Ob-Gyn Coding Alert

Reader Questions:

Screening Exam or E/M Service?

Question: A patient comes in for an annual gyn exam, presents with no complaints, but is on oral contraceptives or estrogen replacement. Is this a screening exam or an E/M service? Since the patient is on medications that require monitoring, is the exam billable outside the screening guidelines? How do you code for this service?

Billing Supervisor from Pennsylvania

Answer: A comprehensive annual exam for a patient with no complaints should always be coded as a preventive service using the codes 99381-99397. Women who are on HRT or contraceptives are not sick and have no disease. It is the opinion of ACOG that menopause is a natural state for older women, and the fact that a physician can prevent bad things from happening in the future by giving hormones indicates it is a preventive service. The woman on birth control needs to be monitored to prevent a problem from developing, again, a natural function of a woman in childbearing years who elects to prevent pregnancy.

In addition, the preventive codes include counseling the patient about concerns and keeping healthy.

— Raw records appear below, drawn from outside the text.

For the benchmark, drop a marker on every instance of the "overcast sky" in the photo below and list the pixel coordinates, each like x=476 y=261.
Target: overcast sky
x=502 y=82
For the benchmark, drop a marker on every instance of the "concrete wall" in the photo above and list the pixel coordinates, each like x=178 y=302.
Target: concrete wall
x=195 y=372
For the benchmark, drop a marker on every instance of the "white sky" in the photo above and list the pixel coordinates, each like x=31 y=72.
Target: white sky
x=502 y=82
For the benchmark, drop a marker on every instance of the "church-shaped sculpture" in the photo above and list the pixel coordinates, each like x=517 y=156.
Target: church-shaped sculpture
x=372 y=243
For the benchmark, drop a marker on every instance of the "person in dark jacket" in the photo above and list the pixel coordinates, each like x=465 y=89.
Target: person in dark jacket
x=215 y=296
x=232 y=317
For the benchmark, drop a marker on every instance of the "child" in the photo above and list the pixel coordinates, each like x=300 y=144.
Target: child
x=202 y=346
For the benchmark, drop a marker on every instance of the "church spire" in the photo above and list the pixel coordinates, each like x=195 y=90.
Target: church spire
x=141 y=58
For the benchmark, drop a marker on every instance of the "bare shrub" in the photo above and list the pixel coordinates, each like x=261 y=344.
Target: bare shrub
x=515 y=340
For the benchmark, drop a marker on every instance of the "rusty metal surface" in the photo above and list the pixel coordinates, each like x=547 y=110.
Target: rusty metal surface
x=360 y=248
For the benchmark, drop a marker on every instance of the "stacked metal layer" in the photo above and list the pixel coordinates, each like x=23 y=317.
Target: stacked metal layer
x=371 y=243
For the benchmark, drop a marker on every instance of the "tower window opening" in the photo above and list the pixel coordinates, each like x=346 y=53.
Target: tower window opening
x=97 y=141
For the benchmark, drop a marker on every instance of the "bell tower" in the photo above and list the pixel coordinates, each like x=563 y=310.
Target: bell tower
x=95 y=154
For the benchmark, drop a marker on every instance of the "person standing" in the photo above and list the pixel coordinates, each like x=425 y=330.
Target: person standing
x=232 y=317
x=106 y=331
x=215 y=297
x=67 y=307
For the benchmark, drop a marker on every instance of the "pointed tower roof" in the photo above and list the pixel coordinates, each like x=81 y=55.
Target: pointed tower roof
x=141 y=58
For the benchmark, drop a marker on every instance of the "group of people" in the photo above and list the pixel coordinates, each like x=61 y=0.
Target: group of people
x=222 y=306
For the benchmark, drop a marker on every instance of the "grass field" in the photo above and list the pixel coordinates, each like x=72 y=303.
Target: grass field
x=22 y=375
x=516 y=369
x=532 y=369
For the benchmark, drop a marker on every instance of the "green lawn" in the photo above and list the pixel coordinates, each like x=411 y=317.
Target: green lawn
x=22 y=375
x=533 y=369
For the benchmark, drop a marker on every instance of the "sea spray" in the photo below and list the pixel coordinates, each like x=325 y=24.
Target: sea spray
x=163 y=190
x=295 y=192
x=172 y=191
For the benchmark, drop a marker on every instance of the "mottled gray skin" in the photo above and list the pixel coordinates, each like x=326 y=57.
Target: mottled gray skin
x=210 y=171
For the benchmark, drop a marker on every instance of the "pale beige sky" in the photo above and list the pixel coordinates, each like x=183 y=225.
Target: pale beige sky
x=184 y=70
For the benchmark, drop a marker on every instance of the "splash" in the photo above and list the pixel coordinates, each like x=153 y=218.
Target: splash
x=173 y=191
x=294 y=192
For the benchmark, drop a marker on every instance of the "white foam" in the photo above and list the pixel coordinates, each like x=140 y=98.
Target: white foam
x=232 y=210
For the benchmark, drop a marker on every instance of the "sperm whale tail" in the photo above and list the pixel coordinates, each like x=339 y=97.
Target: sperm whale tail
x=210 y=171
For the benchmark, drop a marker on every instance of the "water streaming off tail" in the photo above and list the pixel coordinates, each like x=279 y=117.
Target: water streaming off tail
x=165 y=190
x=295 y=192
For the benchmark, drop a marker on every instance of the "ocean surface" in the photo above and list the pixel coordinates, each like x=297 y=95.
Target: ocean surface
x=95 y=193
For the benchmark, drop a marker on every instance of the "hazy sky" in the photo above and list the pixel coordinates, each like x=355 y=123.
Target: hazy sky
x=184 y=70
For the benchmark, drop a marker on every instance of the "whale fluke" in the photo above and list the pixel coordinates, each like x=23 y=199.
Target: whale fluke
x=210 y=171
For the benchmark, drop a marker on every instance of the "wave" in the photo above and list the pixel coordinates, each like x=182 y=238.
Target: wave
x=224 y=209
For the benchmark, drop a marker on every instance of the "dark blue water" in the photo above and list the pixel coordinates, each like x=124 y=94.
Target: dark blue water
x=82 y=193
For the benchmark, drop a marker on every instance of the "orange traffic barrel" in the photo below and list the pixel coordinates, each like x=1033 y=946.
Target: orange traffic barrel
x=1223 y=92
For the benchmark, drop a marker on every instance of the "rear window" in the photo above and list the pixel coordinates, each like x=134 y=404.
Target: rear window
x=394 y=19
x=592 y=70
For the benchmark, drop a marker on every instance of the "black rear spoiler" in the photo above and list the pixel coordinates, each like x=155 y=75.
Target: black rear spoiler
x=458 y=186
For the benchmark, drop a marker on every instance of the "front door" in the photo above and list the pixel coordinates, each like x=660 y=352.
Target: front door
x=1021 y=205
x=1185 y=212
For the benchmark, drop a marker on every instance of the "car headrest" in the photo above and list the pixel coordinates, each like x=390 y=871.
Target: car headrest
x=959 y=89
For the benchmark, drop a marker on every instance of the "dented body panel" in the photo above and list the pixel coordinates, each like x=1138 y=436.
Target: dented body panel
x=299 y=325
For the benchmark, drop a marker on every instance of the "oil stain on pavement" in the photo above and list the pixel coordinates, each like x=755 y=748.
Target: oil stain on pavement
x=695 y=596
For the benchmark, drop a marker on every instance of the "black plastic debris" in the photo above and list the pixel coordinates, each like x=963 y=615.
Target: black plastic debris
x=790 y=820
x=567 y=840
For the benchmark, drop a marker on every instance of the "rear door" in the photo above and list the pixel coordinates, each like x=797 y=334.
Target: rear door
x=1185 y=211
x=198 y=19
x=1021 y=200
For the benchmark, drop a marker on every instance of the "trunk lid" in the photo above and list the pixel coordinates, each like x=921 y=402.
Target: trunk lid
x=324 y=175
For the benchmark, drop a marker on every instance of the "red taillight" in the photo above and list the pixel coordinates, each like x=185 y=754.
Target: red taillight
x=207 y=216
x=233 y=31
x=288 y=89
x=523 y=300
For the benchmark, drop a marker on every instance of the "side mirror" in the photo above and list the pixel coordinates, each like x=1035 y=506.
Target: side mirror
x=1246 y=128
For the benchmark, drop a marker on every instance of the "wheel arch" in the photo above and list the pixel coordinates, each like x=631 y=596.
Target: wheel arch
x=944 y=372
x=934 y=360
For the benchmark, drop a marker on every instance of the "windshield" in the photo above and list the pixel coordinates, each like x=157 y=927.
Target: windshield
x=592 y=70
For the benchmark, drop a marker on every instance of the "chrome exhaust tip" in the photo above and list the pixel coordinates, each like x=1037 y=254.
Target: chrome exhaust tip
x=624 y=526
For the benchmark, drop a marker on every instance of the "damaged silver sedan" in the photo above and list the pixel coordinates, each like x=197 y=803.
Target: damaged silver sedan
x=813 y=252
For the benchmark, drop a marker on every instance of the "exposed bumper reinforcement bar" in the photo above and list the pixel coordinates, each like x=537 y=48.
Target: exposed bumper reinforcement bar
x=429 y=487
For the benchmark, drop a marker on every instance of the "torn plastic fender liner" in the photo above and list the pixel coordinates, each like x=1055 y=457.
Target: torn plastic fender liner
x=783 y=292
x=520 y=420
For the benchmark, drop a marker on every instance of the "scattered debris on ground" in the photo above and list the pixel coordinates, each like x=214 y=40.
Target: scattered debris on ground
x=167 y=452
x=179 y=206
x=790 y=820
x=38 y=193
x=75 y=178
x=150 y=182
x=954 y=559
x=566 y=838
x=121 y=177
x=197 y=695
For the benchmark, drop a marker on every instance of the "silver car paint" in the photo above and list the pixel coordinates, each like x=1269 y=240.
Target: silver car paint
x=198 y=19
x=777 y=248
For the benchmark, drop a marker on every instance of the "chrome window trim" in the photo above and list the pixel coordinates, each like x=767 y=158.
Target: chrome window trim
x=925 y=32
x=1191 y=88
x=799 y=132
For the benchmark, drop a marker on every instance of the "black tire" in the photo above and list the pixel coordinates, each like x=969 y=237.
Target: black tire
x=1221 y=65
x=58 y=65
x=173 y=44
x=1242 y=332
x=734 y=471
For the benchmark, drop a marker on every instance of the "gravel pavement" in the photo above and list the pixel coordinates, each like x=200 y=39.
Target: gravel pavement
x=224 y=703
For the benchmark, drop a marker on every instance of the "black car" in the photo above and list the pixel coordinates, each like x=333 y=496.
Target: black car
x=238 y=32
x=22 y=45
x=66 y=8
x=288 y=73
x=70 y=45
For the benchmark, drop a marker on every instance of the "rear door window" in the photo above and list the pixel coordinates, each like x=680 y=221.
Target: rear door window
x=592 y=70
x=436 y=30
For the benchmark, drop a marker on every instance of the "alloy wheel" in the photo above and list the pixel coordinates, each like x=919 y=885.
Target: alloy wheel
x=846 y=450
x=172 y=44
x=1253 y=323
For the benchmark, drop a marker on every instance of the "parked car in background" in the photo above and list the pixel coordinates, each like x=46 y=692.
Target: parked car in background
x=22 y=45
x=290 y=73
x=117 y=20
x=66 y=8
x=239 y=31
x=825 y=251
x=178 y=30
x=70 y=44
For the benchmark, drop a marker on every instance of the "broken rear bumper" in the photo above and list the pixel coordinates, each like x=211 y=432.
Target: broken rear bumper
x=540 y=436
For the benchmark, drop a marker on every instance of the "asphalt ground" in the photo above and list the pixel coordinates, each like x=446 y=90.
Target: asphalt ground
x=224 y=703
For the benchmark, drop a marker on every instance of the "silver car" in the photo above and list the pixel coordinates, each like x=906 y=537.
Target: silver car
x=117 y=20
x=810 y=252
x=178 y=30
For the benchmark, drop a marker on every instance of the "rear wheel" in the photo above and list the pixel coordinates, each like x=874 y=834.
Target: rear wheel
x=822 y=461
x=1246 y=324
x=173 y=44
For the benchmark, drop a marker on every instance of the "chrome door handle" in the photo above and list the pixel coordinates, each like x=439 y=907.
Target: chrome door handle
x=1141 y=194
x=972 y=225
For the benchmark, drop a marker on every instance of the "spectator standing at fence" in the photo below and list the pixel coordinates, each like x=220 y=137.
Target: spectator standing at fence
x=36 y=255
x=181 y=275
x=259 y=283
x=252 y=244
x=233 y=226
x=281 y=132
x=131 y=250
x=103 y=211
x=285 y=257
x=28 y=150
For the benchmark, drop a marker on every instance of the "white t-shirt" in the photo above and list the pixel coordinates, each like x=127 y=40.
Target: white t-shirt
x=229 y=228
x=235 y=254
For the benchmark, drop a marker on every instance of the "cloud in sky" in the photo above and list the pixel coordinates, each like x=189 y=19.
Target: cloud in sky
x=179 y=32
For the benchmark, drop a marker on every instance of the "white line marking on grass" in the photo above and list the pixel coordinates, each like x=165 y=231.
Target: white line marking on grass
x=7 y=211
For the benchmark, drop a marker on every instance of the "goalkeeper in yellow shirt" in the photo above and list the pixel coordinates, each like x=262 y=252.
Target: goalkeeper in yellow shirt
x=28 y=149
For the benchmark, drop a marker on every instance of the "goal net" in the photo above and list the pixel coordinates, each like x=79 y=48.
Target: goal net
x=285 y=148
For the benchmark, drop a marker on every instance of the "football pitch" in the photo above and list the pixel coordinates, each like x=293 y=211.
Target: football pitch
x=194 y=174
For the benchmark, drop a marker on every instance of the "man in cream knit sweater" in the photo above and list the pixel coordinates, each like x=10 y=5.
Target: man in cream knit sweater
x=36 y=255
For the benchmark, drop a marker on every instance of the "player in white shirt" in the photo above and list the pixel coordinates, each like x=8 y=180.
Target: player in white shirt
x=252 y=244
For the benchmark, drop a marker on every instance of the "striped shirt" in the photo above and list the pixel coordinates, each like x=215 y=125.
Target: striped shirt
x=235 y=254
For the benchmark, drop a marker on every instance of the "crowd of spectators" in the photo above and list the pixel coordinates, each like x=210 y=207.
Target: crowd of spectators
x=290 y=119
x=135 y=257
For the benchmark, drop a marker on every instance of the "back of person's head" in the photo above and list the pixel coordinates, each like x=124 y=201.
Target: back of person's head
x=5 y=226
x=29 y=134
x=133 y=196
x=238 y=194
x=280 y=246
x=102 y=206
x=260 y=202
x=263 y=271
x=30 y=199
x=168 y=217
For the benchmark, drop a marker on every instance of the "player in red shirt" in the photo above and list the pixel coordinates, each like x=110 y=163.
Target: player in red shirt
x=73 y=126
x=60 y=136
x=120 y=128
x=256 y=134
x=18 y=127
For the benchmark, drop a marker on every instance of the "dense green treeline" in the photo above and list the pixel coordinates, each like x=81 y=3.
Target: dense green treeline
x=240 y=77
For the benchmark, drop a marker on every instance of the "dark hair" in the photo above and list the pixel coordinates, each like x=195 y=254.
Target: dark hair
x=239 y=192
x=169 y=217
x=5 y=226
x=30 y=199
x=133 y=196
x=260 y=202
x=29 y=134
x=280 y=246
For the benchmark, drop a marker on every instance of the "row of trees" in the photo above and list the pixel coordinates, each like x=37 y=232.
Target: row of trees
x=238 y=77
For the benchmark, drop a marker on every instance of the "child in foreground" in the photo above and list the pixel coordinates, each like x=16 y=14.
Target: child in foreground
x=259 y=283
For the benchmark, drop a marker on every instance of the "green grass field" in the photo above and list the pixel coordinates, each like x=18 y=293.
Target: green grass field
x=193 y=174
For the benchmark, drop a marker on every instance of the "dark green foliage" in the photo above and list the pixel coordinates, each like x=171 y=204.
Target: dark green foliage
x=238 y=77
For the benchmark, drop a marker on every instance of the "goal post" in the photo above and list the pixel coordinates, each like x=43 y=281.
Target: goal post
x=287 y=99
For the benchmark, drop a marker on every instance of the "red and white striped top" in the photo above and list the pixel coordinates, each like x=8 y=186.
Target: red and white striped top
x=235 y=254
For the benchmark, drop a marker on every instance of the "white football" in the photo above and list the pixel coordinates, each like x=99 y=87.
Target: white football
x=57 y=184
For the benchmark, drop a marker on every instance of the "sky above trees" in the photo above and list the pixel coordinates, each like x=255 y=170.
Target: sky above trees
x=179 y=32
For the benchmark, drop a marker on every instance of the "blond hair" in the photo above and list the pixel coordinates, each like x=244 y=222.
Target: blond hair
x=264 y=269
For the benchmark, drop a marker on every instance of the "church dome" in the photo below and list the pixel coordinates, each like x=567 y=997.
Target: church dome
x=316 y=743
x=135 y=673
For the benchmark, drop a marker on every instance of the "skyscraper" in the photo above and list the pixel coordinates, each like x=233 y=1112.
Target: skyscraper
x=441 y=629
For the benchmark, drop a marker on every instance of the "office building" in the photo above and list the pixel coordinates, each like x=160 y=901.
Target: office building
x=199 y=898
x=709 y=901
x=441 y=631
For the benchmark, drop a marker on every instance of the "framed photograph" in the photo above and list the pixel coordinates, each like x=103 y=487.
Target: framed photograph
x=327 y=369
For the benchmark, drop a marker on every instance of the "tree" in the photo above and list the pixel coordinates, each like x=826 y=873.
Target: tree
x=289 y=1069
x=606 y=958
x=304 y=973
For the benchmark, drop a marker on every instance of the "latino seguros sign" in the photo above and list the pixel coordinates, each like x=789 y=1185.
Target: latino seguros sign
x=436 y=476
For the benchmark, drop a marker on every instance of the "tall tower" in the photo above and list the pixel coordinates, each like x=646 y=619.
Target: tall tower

Most gyns should use the preventive codes for two reasons. First, they are the most accurate to describe the service rendered (and that patient is not sick) and second, they usually pay better than an E/M problem visit when the service is covered by the patients policy. As we often point out, coverage cant be fixed with coding. If you are coding an E/M service so her insurance company will pay for an otherwise non-covered service, you are stepping over the line and could be accused of fraud.